Dear "The England",
Here in Australia, the summer of cricket needs a bit of refreshing. No I'm not asking you to mail any Hugo Boss products across, I am hoping you can find time in between beating the crap out of the Black Caps to visit. I know of 11 blokes who'd be pleased to see you.
You see, India bring controversy, Sri Lanka bring rain. You bring good sport. Think the Colosseum. Think Romans and Christians and gladiators and lions. Imagine the possibilities!
I propose at least one test match. India couldn't possibly have played five and so we have been denied the full lifeblood of our summer. If you can't find a spare five days (although I'm confident you'll only need to commit to three) between your rounds of golf and visiting Lord of the Rings sights, how about a one dayer?
At least it would let Gilly have one last chance of smashing sixes everywhere, and don't you want do your bit in giving him the fine send-off he deserves? For the purpose of making it a truly worthwhile exercise, please bring Andrew Flintoff. No one has perfected the gape in quite the manner he has (as demonstrated in December 2006). I'm sure Gilly would love it.
When I can't get home in time to watch Today Tonight, you help me see the funny side of life. Think Fawlty Towers... there's always someone worse off... oh really, I'd like to meet him, I could do with a laugh. Indeed. Sleep well knowing you are that laugh. New Zealand clearly don't get the joke. So come to Australia, where you're fully appreciated.
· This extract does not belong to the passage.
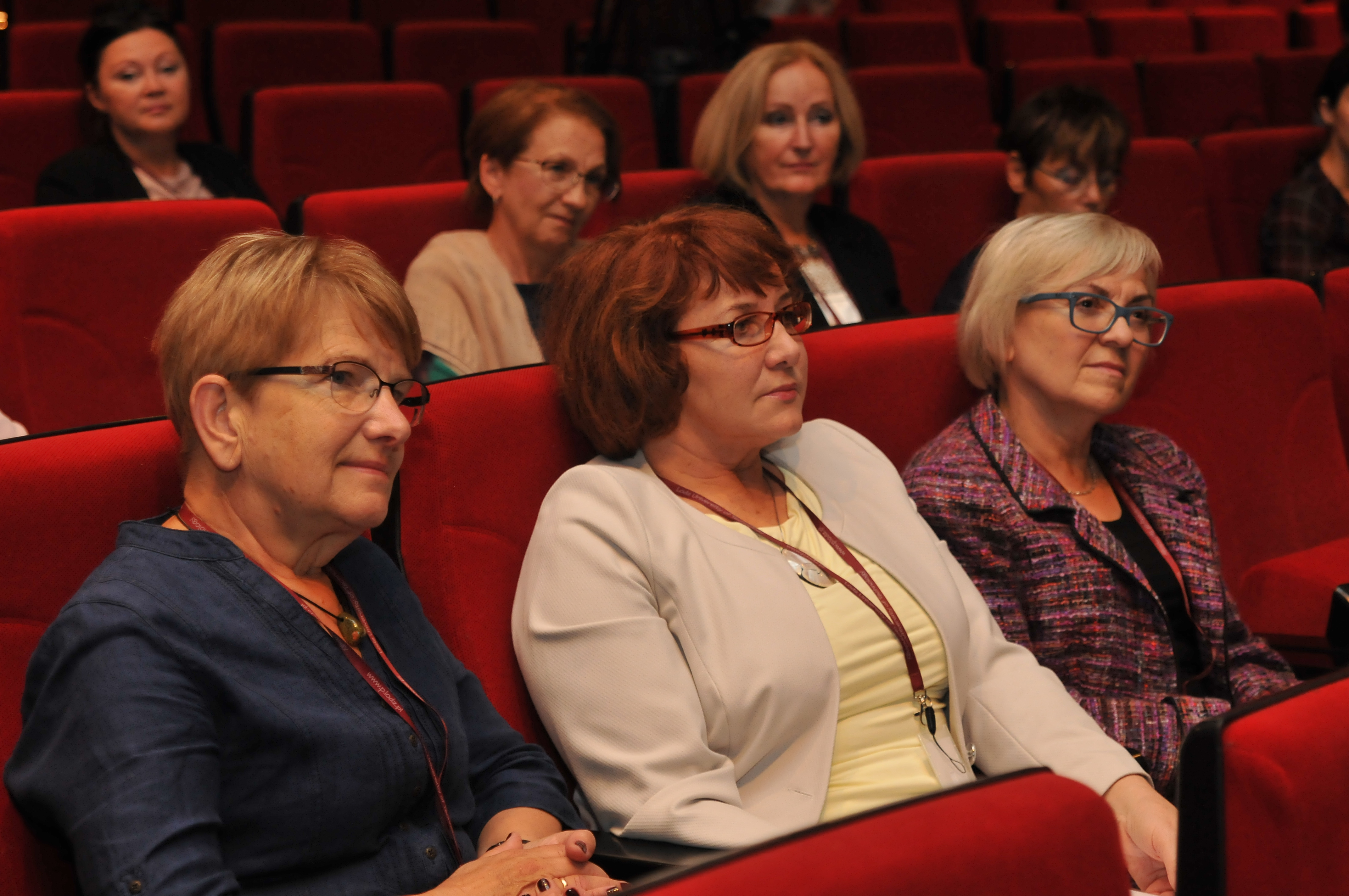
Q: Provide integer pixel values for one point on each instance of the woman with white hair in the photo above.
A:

We can even pass the hat around for a collection to buy you all some soap. And in a similar fashion, you can recycle all that charming convict rhetoric. The prospect of such gaiety is surely irresistible.
Aren't you up for the challenge? Surely your seasonal 'secret weapon' hasn't injured himself yet. In fact your secret weapon is yet to reveal who he is. Perhaps you've been saving him, waiting for an offer like this. Well, bring it on.